Keep the tests to just the actual interface. Check things like making sure the buttons really work and do what they are supposed to. Don’t try to try to test business functionality. Other types of tests that can be automated easily are link checkers. There is no need for someone to manually go through every link on every page to make sure they hit the right page. Look for the low-hanging fruit, automate the things that are simple to automate first, and you’ll have more time for the bigger challenges.
Load Tests
Some types of testing can’t be done without automation. Manual load tests aren’t usually feasible or accurate, although we’ve all tried it at one time or another. Performance testing requires both monitoring tools and a way to drive actions in the system under test. You can’t generate a high-volume attack to verify whether a website can be hacked or can handle a large load without some tool framework.
See Chapter 11, “Critiquing the Product Using Technology-Facing Tests,” for examples of load test automation tools.
Comparisons
Visually checking an ASCII file output by a system process is much easier if you first parse the file and display it in a human-readable format. A script to compare output files to make sure no unintentional changes were made is a lot faster and more accurate than trying to compare them manually. File comparison tools abound, ranging from the free diff to proprietary tools such as WinDiff. Source code management tools, and IDEs have their own built-in comparison tools. These are essential items in every tester’s toolbox. Don’t forget about creating scripts for comparing database tables when doing testing for your data warehouse or data migration projects.

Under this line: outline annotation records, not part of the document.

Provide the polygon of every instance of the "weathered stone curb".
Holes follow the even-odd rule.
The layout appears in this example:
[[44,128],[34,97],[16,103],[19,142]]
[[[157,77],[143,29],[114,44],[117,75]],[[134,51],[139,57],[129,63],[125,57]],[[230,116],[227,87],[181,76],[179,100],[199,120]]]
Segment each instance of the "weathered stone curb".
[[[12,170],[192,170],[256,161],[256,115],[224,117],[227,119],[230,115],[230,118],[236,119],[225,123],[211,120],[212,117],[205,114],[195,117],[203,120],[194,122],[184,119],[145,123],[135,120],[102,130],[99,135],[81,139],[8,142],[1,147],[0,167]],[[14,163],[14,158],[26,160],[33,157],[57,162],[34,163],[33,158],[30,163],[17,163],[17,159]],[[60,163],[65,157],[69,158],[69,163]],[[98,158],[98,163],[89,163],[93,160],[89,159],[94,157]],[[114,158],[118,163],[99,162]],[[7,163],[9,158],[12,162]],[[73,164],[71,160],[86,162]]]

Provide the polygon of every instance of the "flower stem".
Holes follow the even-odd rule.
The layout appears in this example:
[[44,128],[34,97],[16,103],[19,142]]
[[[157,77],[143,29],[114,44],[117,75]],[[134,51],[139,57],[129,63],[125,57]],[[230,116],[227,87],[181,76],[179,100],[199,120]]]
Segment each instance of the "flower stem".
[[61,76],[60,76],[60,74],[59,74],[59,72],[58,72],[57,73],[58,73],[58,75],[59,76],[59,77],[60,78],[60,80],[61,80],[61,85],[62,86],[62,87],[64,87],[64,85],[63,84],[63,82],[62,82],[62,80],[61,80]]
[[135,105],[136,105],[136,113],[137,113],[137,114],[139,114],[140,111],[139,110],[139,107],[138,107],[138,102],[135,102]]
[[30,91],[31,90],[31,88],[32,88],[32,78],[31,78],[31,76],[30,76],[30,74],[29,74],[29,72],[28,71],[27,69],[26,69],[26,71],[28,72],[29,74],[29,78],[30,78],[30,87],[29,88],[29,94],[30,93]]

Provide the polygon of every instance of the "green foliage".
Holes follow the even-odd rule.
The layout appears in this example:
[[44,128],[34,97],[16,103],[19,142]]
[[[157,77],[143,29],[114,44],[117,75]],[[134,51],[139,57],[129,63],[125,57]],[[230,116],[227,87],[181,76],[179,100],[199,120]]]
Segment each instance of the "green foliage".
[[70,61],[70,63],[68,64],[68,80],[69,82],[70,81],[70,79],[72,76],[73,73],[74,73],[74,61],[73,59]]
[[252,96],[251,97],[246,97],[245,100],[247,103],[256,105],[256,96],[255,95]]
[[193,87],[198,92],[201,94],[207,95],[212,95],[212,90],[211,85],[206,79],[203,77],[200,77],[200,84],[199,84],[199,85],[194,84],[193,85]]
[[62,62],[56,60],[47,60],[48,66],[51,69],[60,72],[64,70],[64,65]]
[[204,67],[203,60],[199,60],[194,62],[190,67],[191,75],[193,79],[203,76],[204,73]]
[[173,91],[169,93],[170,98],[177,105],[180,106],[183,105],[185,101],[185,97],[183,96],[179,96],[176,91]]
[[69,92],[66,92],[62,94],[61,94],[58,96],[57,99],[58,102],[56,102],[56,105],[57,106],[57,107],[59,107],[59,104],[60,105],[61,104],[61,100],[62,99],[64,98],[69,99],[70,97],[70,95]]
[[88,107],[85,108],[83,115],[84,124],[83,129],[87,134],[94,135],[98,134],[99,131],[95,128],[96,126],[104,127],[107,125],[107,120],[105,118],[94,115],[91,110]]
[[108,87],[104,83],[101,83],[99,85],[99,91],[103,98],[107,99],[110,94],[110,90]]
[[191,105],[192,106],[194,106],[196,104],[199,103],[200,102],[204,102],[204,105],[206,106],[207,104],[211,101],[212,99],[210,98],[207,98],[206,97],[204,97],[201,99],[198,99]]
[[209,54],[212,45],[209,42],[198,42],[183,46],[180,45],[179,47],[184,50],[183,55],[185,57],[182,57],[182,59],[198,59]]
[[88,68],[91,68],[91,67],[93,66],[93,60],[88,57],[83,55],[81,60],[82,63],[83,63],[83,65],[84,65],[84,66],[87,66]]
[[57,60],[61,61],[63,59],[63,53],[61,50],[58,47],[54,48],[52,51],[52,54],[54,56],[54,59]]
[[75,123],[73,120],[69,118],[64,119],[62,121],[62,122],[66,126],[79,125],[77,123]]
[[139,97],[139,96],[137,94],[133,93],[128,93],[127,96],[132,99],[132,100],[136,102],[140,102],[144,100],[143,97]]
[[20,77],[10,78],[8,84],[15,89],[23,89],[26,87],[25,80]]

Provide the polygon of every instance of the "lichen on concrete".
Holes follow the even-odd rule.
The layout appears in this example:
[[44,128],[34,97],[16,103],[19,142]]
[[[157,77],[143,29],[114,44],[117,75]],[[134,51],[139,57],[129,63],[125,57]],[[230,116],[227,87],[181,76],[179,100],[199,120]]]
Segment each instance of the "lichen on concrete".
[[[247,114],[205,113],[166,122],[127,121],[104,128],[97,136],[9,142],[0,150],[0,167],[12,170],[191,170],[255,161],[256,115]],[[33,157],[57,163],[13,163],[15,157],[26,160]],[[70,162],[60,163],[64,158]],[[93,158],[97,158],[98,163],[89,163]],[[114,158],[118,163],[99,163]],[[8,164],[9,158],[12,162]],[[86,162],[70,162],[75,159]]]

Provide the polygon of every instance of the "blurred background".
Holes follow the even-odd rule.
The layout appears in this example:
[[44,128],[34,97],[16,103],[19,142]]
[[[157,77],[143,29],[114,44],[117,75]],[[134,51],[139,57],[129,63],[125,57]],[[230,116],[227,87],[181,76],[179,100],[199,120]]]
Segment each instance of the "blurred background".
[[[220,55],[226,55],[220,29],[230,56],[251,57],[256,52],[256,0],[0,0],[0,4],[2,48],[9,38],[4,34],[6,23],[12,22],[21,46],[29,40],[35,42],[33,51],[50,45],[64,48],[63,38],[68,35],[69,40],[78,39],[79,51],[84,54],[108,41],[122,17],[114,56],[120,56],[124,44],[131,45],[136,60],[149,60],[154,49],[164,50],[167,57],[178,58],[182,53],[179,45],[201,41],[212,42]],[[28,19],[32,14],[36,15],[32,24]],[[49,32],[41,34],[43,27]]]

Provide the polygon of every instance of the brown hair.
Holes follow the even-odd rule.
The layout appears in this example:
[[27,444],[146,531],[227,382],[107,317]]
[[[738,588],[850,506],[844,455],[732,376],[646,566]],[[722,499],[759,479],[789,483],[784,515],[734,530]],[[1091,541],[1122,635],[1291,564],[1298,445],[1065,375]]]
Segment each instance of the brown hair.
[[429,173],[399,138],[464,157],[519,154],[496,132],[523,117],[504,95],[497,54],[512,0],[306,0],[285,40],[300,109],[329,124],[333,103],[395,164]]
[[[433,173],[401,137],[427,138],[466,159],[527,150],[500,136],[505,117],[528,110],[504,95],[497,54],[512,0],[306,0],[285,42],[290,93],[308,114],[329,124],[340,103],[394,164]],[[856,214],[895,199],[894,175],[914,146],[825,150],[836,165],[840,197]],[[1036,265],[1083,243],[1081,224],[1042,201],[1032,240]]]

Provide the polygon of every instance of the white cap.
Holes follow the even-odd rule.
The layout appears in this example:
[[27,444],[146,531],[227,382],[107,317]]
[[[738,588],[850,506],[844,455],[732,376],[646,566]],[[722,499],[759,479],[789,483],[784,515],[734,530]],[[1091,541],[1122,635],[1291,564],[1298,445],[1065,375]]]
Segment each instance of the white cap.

Read more about source code management tools and IDEs in Chapter 7, “Technology-Facing Tests that Support the Team.”
Repetitive Tasks
As we work with our customers to better understand the business and learn what’s valuable to them, we might see opportunities to automate some of their tasks. Lisa’s company needed to mail several forms with a cover letter to all of their clients. The programmers could not only generate the forms but could also concatenate them with the cover letter and greatly speed up the mailing effort. Lisa’s fellow tester, Mike Busse, wrote a spreadsheet macro to do complex calculations for allocating funds that the retirement plan administrators had been doing manually. A lot of manual checklists can be replaced with an automated script. Automation isn’t just for testing.
Data Creation or Setup
Another useful area for automation is data creation or setup. If you are constantly setting up your data, automate the process. Often, we need to repeat something multiple times to be able to recreate a bug. If that can be automated, you will be guaranteed to have the same results each time.
Lisa’s Story
Many of our test schemas, including the ones used for automated regression suites, use canonical data. This canonical or “seed” data was originally taken from production. Some tables in the database, such as lookup tables, don’t change, so they never need to be refreshed with a new copy. Other tables, such as those containing retirement plan, employee, and transaction information, need to start from Ground Zero whenever a regression suite runs.
Our database developer wrote a stored procedure to refresh each test schema from the “seed” schema. We testers may specify the tables we want refreshed in a special table called REFRESH_TABLE_LIST. We have an ant target for each test schema to run the stored procedure that refreshes the data. The automated builds use this target, but we use it ourselves whenever we want to clean up our test schema and start over.